Guilds want their cut of the burgeoning clip show windfall
The proliferation of awards shows, TV docs and celebrity bios like “E! True Hollywood Stories” has given rise to a bitter standoff over the use of film clips.
On one side are producers, who manage such shows under tight deadlines and modest budgets. On the other side are the Hollywood Guilds, which are determined to provide their members with every possible penny in re-use fees.
Traditionally, many producers have simply bypassed the Guilds, hoping no one noticed until the claims period ran out — usually two years. One clearances expert estimates that as many as 70% of clips that air on TV have not been approved by the Guilds — even with SAG’s threat of triple damages for each actor.
But the guilds are stepping up efforts to squeeze producers of clip shows.
“The Directors Guild of America closely monitors the use of excerpts to ensure that our members receive their contractually guaranteed fees as per our agreements,” says DGA spokesman Morgan Rumpf.
“We are aggressively pursuing claims for clip use is both basic cable and network television.” said WGA West assistant exec director Grace Reiner.
One documaker was startled recently to receive a DGA letter asking for tens of thousands of dollars in licensing fees for film clips in a variety of programs he produced over several years.
“We get hassled unrealistically by the guilds, sometimes years after the fact, and their demands are making it impossible for us to operate,” says another producer.
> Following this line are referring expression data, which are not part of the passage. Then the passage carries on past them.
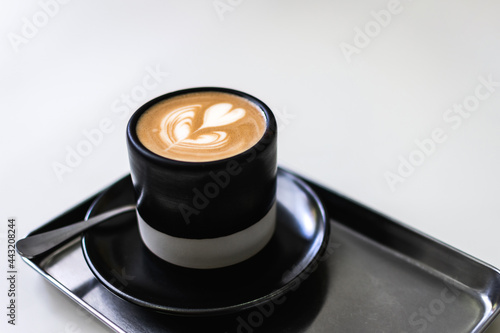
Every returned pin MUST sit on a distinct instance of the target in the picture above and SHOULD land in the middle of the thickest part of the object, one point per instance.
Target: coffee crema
(201, 126)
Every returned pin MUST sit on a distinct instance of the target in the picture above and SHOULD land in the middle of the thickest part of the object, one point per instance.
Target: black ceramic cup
(205, 214)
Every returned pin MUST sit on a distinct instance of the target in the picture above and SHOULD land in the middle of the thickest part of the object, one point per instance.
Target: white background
(345, 121)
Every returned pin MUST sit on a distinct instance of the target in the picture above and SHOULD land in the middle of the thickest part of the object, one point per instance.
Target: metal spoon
(35, 245)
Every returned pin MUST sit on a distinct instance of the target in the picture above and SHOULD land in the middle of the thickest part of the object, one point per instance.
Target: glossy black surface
(244, 185)
(116, 255)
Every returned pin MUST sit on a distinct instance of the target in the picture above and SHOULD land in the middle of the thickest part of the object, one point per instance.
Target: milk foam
(203, 126)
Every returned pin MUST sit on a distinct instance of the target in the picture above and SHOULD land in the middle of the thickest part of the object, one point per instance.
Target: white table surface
(345, 117)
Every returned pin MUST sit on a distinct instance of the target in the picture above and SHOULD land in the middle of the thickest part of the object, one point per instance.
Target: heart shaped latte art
(177, 128)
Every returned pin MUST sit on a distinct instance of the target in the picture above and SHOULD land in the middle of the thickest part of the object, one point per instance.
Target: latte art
(199, 127)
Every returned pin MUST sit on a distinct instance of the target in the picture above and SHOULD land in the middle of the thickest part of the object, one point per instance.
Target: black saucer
(120, 261)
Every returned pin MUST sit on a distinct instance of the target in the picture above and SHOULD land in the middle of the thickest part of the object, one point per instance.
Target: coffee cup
(203, 163)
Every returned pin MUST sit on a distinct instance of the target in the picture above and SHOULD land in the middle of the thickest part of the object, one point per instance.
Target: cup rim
(133, 139)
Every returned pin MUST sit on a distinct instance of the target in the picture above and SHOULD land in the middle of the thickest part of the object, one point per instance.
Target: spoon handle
(35, 245)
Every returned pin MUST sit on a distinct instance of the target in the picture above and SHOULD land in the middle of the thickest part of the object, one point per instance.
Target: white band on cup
(210, 252)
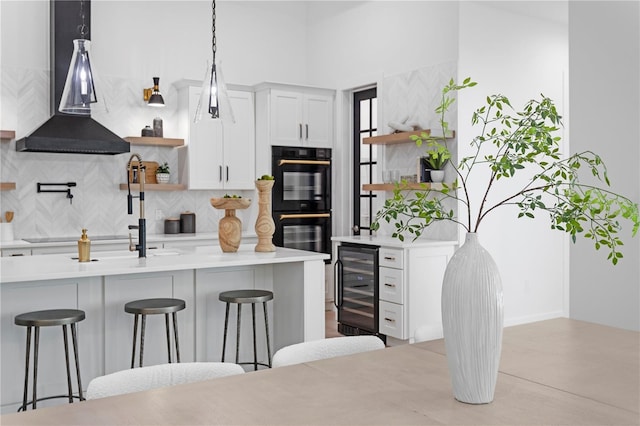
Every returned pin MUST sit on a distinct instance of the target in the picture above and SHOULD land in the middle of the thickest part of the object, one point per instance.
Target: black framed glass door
(365, 124)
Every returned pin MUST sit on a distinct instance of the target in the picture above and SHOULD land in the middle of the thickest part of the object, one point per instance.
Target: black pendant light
(214, 91)
(79, 96)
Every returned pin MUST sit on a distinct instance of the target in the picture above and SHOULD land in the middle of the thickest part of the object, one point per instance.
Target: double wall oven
(301, 198)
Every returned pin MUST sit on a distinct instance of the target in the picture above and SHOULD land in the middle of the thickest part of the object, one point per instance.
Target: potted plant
(163, 173)
(507, 143)
(436, 157)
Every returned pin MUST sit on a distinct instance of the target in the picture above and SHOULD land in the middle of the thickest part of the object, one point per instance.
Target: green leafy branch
(507, 144)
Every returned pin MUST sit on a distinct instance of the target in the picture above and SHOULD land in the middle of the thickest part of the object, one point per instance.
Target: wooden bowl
(231, 203)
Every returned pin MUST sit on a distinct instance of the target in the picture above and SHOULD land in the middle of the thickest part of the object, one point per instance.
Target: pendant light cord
(82, 28)
(213, 30)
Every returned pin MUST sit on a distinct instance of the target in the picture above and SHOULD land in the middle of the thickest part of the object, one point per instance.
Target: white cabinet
(300, 119)
(219, 154)
(410, 288)
(292, 115)
(391, 283)
(409, 284)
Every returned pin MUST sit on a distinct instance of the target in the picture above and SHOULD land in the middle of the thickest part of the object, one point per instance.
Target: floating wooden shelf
(146, 140)
(7, 186)
(401, 137)
(7, 135)
(156, 186)
(403, 186)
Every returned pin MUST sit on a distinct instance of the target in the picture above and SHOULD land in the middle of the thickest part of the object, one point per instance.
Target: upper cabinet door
(220, 154)
(239, 143)
(318, 120)
(205, 149)
(286, 118)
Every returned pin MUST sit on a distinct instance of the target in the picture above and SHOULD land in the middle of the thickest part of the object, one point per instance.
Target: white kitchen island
(103, 286)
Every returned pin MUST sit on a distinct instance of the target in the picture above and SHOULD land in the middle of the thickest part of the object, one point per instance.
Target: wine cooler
(356, 291)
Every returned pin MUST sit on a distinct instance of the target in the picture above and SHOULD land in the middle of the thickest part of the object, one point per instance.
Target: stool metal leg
(74, 340)
(166, 324)
(175, 335)
(238, 332)
(66, 359)
(144, 322)
(226, 325)
(135, 335)
(35, 366)
(255, 350)
(26, 371)
(266, 325)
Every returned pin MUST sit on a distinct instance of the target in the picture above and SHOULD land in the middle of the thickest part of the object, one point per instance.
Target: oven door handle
(305, 162)
(304, 216)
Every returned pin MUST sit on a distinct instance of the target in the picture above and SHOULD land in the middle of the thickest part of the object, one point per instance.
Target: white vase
(437, 175)
(162, 177)
(472, 320)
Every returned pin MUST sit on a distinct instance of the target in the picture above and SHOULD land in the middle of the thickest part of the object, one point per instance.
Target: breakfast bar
(560, 371)
(102, 286)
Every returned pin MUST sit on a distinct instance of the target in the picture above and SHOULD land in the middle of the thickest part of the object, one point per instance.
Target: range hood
(66, 133)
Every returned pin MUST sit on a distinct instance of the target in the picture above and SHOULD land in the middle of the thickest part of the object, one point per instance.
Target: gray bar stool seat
(50, 318)
(146, 307)
(240, 297)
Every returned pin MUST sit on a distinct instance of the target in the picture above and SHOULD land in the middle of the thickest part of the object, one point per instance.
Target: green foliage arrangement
(163, 168)
(507, 143)
(437, 155)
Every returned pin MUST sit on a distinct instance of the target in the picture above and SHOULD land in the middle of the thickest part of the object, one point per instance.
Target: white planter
(472, 319)
(437, 175)
(162, 177)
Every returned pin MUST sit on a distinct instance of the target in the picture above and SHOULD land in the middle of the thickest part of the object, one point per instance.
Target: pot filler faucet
(141, 227)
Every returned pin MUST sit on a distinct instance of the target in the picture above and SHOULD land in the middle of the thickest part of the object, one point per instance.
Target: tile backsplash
(98, 204)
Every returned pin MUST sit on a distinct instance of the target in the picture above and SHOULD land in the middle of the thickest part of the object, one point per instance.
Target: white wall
(132, 41)
(358, 43)
(605, 108)
(519, 64)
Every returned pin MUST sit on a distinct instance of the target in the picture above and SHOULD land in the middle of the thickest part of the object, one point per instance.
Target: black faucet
(142, 226)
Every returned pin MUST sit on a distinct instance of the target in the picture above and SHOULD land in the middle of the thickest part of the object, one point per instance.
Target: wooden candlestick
(265, 226)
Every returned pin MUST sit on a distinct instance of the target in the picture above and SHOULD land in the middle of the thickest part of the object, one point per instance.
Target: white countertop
(59, 266)
(151, 238)
(388, 241)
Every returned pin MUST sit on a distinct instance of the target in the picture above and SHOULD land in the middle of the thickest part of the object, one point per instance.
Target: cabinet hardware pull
(318, 162)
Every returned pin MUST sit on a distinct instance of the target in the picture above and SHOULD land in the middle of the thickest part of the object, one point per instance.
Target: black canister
(188, 223)
(172, 225)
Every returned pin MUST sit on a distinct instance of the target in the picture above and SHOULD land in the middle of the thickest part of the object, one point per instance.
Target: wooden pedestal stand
(264, 223)
(230, 227)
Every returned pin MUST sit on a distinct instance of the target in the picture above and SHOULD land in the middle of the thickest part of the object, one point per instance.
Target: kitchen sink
(72, 239)
(118, 255)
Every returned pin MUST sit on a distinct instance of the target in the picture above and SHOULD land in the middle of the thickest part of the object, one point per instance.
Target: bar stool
(247, 296)
(146, 307)
(49, 318)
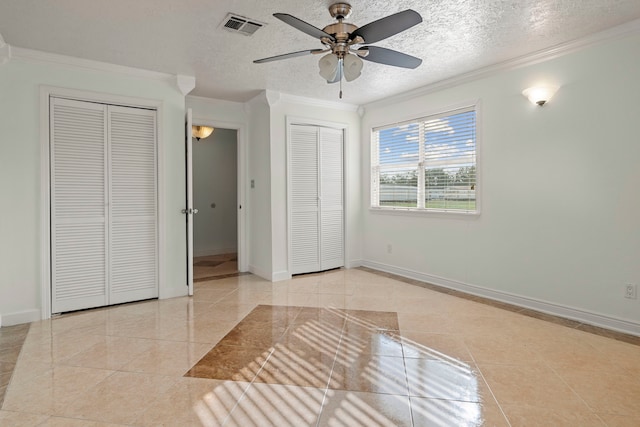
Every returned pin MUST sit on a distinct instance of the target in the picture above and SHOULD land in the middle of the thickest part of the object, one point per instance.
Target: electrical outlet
(630, 291)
Producers now face a byzantine clearances system. Simply licensing a clip from a studio — which could cost anywhere from $5,000 to $25,000 in exchange for several years’ use — was already an exacting process.
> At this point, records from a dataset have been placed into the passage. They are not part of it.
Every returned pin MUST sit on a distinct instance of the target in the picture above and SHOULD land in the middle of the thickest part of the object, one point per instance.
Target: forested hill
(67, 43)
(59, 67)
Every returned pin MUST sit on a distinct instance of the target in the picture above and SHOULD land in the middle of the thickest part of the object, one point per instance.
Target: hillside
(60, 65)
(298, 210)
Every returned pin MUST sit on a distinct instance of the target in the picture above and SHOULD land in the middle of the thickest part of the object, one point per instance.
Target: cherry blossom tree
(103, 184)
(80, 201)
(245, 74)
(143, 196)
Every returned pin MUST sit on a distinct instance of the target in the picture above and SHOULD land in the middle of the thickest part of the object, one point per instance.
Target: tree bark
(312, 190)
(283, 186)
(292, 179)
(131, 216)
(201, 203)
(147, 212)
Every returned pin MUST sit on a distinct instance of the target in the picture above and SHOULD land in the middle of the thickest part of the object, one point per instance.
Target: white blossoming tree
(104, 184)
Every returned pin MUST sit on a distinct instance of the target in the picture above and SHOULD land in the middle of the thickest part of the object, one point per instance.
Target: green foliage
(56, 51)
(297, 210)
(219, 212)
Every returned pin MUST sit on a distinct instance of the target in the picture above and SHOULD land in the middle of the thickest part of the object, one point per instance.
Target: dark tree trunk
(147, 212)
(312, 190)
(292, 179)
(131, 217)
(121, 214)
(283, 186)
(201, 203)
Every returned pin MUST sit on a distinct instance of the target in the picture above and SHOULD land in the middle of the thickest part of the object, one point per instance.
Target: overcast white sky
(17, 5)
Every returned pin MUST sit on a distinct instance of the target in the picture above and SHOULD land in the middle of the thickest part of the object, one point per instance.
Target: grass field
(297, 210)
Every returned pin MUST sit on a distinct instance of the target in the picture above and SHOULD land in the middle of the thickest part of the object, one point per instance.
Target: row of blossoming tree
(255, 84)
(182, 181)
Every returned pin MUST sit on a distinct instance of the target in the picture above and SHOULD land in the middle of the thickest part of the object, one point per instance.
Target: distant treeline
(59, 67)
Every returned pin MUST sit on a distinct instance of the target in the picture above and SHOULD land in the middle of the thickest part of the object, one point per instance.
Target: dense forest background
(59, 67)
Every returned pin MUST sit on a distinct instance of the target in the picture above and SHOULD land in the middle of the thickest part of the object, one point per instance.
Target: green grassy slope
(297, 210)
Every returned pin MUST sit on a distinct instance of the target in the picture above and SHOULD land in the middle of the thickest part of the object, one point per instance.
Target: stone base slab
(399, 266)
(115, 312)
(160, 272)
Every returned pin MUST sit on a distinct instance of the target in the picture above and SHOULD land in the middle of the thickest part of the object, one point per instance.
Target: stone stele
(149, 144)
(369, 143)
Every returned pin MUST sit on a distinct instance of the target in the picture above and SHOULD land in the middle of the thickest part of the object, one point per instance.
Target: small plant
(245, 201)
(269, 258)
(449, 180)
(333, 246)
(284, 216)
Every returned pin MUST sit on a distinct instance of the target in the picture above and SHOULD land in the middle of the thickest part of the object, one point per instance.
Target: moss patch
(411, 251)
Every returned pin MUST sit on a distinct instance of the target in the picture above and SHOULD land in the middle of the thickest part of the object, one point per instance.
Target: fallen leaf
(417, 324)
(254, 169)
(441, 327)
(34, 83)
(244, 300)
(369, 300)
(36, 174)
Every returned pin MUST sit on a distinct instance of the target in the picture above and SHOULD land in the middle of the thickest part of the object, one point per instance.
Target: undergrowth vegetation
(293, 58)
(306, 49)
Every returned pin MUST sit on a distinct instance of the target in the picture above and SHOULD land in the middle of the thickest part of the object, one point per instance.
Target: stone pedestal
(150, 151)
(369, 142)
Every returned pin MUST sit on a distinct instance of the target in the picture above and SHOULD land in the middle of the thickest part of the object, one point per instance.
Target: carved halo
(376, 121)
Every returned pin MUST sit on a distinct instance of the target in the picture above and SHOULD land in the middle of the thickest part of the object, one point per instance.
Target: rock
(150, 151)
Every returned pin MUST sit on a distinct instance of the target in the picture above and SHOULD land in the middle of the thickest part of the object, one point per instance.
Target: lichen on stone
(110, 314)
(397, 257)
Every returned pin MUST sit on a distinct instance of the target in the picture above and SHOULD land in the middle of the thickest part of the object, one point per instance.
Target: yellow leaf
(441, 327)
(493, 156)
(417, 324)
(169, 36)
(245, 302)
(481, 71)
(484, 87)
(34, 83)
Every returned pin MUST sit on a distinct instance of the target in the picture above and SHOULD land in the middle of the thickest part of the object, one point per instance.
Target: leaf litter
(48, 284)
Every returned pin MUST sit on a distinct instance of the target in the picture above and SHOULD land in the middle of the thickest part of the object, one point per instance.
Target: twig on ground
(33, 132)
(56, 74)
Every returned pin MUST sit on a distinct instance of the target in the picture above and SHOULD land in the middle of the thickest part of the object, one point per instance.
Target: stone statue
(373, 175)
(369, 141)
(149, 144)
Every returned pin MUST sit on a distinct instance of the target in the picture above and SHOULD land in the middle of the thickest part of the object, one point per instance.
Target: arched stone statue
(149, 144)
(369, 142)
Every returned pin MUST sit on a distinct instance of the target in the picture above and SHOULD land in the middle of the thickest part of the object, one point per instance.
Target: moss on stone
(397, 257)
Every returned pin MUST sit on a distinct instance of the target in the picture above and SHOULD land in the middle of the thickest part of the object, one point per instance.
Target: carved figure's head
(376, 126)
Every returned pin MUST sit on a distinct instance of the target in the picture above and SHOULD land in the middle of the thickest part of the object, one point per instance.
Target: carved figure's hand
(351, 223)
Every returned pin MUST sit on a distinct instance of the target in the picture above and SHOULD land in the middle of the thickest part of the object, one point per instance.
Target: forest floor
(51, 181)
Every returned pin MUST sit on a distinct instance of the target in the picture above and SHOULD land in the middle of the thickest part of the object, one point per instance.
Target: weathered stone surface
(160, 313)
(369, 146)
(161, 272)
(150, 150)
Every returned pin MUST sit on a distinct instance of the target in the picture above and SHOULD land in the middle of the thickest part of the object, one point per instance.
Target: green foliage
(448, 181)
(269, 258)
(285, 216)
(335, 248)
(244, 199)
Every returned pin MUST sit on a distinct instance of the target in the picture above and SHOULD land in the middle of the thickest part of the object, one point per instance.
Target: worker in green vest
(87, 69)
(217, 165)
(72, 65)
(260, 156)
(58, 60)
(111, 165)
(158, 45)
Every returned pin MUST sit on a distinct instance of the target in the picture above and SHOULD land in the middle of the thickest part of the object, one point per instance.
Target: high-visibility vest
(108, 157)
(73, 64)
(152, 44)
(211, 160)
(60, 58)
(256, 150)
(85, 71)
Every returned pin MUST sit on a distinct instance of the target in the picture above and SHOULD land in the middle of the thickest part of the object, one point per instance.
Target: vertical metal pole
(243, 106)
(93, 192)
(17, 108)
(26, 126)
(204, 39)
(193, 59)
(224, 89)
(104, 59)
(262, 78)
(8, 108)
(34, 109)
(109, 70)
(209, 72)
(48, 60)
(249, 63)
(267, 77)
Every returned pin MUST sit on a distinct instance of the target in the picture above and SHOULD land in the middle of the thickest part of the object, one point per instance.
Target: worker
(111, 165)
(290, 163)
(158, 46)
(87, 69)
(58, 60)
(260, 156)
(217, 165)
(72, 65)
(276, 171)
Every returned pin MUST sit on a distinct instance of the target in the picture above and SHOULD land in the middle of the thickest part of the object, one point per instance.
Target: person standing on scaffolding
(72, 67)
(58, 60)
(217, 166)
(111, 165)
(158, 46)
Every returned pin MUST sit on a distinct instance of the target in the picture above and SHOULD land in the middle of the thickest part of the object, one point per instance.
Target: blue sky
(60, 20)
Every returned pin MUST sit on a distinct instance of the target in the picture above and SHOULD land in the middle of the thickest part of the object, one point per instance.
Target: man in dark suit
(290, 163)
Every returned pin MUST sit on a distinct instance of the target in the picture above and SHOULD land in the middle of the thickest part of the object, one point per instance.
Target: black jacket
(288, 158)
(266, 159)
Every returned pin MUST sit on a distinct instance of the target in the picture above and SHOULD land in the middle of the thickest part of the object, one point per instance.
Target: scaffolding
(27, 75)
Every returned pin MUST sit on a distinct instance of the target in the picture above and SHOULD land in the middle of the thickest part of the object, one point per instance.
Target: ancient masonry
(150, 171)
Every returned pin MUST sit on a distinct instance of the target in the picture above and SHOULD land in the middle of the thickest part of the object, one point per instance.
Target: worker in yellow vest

But it’s relatively simple compared to sorting out the re-use fees guaranteed to talent under DGA, WGA and SAG contracts.
The DGA charges $227 for film clips under 30 seconds used on TV, $650 for up to two minutes and $157 for each minute after that. The process is stickier when it comes to SAG because members can negotiate their own deals or simply refuse requests for re-use altogether.
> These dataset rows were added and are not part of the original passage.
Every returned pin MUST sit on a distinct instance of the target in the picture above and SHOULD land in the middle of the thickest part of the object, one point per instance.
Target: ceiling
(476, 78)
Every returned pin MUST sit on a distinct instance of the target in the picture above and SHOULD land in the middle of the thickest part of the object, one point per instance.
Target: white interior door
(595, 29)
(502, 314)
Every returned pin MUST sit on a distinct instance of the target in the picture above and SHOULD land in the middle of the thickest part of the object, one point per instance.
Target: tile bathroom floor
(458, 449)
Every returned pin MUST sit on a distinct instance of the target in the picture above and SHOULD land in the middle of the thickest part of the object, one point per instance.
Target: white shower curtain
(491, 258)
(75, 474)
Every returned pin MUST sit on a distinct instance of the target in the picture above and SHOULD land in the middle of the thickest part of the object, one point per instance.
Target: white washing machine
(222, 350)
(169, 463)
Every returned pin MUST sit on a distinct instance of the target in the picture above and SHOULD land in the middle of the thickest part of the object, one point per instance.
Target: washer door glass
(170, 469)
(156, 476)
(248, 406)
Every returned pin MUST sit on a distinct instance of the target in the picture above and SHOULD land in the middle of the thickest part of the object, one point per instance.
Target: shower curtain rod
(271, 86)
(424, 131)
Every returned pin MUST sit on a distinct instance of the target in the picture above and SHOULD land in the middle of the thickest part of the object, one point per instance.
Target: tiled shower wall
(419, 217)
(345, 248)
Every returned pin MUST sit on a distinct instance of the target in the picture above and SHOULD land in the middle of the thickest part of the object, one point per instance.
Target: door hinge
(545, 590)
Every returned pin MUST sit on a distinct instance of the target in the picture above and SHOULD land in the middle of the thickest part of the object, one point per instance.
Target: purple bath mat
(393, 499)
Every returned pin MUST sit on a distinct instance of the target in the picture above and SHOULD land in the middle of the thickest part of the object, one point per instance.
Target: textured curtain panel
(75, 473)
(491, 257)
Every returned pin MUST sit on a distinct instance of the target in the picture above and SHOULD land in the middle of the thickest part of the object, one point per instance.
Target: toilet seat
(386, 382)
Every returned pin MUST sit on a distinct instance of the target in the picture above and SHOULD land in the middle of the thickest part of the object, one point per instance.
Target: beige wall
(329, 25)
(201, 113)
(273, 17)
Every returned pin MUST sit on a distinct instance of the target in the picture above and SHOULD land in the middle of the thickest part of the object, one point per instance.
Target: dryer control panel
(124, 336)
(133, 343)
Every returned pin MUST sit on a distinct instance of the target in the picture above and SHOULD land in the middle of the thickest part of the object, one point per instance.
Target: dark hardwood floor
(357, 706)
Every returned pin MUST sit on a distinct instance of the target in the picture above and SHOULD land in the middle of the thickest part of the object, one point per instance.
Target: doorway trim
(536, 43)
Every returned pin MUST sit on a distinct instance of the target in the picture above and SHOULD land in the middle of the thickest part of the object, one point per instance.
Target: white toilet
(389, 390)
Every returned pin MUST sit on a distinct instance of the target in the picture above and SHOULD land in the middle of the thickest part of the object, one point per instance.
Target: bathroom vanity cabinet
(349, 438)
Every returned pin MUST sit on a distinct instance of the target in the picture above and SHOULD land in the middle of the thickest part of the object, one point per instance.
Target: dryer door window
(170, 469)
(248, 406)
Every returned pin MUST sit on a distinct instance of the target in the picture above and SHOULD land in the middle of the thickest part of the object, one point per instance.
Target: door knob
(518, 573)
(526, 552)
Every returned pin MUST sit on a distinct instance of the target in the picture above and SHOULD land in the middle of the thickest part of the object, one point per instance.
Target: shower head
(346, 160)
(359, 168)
The explosion of clips shows has created a cottage industry of boutique firms, like Entertainment Clearances, headed by former Sony exec Cassandra Barbour, that specialize in obtaining rights deals.
But these firms have their work cut out for them as the industry’s appetite for clips increases.
Just imagine the demand for a personalized “Jerry Maguire” ringtone with a clip of Renee Zellweger delivering the signature line, “You had me at hello.”